L’existence même de ces rythmes va exprimer la nécessité pour certains événements de se produire à un moment plutôt qu’à un autre des 24 heures, soit sur un rythme circadien. Cela veut dire : faire de l’exercice physique le jour, manger le jour, dormir la nuit, parce que l’homme est fondamentalement diurne. Nous sommes génétiquement conçus pour vivre le jour et dormir la nuit. Or, ce système ne va pas s’inverser simplement parce qu’on doit ou souhaite travailler la nuit.

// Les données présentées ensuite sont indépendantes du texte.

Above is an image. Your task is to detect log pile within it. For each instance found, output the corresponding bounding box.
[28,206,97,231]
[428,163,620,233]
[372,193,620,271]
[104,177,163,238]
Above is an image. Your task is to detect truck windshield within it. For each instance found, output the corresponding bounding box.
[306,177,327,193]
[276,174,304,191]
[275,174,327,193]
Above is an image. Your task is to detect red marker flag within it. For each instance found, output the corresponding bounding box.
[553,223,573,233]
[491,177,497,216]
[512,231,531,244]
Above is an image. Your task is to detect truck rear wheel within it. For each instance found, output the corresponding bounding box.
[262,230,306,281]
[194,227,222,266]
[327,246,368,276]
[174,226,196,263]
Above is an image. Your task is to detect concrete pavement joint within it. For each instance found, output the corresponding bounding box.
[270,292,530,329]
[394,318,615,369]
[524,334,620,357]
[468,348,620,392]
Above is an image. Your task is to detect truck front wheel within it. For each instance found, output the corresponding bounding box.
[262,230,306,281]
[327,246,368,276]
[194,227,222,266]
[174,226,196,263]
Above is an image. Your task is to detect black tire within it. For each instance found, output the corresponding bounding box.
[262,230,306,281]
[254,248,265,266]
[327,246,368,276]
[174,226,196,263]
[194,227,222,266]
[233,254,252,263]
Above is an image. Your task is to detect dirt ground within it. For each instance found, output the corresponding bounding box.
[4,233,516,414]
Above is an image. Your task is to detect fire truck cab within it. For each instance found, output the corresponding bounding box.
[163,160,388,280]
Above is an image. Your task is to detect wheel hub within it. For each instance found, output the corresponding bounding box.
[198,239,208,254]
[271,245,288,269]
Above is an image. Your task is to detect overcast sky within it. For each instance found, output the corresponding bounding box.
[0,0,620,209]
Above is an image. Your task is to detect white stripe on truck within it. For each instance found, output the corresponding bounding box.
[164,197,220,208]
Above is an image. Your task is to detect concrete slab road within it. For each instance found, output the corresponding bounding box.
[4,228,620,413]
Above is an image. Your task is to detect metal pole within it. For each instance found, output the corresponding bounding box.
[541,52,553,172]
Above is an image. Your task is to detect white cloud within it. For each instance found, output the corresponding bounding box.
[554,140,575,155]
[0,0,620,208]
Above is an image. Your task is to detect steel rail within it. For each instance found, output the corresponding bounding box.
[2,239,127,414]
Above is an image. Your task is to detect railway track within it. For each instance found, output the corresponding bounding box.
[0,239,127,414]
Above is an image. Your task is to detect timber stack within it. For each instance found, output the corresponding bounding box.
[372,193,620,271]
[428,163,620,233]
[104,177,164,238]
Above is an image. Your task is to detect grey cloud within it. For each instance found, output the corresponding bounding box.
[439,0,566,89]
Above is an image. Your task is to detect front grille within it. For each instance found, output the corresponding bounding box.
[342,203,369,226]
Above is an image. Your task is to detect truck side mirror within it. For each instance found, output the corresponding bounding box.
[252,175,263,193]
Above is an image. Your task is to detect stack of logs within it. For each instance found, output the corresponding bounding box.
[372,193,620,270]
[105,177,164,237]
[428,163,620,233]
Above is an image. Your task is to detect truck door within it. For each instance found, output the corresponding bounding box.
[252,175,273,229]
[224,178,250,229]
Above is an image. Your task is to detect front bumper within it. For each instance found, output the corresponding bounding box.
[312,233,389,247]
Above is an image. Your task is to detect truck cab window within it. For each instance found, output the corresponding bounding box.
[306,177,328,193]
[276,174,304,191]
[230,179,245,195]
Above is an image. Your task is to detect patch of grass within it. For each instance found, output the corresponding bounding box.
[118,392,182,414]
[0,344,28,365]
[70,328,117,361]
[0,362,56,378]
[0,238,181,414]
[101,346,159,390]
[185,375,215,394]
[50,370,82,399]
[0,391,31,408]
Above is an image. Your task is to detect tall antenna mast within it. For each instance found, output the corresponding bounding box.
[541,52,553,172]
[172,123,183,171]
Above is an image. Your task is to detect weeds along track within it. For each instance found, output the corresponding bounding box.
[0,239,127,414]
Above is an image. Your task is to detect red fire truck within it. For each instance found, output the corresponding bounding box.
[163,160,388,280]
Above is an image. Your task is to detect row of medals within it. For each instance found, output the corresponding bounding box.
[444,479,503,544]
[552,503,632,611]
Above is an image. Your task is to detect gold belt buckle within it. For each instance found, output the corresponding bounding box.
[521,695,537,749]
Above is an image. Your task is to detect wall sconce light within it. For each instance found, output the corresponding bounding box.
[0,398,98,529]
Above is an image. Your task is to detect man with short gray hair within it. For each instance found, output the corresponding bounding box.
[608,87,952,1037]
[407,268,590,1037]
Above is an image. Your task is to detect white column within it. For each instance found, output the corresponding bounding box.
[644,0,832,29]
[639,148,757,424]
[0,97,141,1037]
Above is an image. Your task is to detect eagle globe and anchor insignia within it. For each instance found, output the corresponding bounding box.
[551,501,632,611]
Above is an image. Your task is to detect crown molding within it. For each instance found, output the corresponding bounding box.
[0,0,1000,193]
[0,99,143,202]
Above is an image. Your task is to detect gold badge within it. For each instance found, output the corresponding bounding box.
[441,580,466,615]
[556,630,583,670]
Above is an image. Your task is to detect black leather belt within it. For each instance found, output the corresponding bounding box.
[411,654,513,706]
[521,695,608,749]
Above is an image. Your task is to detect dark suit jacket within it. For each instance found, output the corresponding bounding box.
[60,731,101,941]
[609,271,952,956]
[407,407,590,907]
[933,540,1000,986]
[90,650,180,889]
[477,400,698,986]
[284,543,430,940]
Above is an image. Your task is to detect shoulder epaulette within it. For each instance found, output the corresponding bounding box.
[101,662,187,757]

Les gens qui travaillent la nuit sont soumis à deux mécanismes qui vont expliquer des effets délétères sur la santé.

Le premier, ce sont les désynchronisations circadiennes. Notre horloge biologique a une période endogène un peu supérieure à 24 heures et il faut la remettre à l’heure tous les jours pour qu’elle soit synchronisée exactement sur 24 heures. Or, le synchroniseur majeur, c’est l’alternance lumière/obscurité et dans le noir, votre physiologie est affectée. L’horloge biologique continue de fonctionner mais elle n’est pas remise à l’heure, chaque jour, par l’alternance de la lumière et de l’obscurité. Les rythmes vont ainsi se décaler peu à peu.

Le second, c’est ce qu’on appelle les effets liés à la dette de sommeil, à savoir que peu à peu les gens qui travaillent la nuit dorment moins bien et moins longtemps. Ils se constituent ainsi une dette de sommeil. Et comme toute dette, un jour il faut la payer et en général cette dette se manifeste par des symptômes et des pathologies, sur le long terme bien souvent. Des études en situation réelle, ont démontré que le sommeil diurne est de moins bonne qualité chez les travailleurs de nuit. Il est également réduit en quantité. Ainsi, ces derniers dorment en général 5 à 6 heures par période de 24 heures. On dit souvent qu’ils dorment une heure de moins que les travailleurs diurnes. Cela peut paraître anecdotique, mais ça représente une nuit de moins par semaine !

Le dernier point sur les effets sanitaires liés au travail de nuit est issu d’une expertise de l’ANSES publiée en 2016. Puisque j’y ai participé, nous avions d’abord décrit des effets à court terme sur la vigilance et des périodes d’hypovigilance qui, au travail, peuvent aboutir à des erreurs et à des accidents du travail mais aussi de trajet. On sait aujourd’hui que ces deux types d’accidents sont plus nombreux et plus graves lorsqu’ils surviennent la nuit.

Un deuxième effet à court terme concerne les troubles du sommeil. La dette de sommeil en soi à des effets notamment sur la santé métabolique. Une équipe de Chicago a publié une grosse étude à ce sujet, en 1999. Elle a montré que réduire le sommeil chez des sujets sains altère le métabolisme du glucose et de l’insuline, provoquant à court et moyen terme du surpoids et de l’obésité.

Les effets à long terme sur la santé ont, quant à eux, été classés en trois catégories par l’ANSES :

  • les effets avérés sur la somnolence, sur la qualité et la quantité de sommeil et sur le syndrome métabolique. Nous avons énormément de connaissances sur ces effets.
  • les effets probables. À l’ANSES, nous avons montré qu’il y a des effets du travail de nuit sur la santé psychique, sur les performances cognitives – notamment tout ce qui est phénomène de mémorisation – sur l’obésité et la prise de poids, sur le diabète de type 2 et les maladies coronariennes et sur certains types de cancer, celui du sein en particulier.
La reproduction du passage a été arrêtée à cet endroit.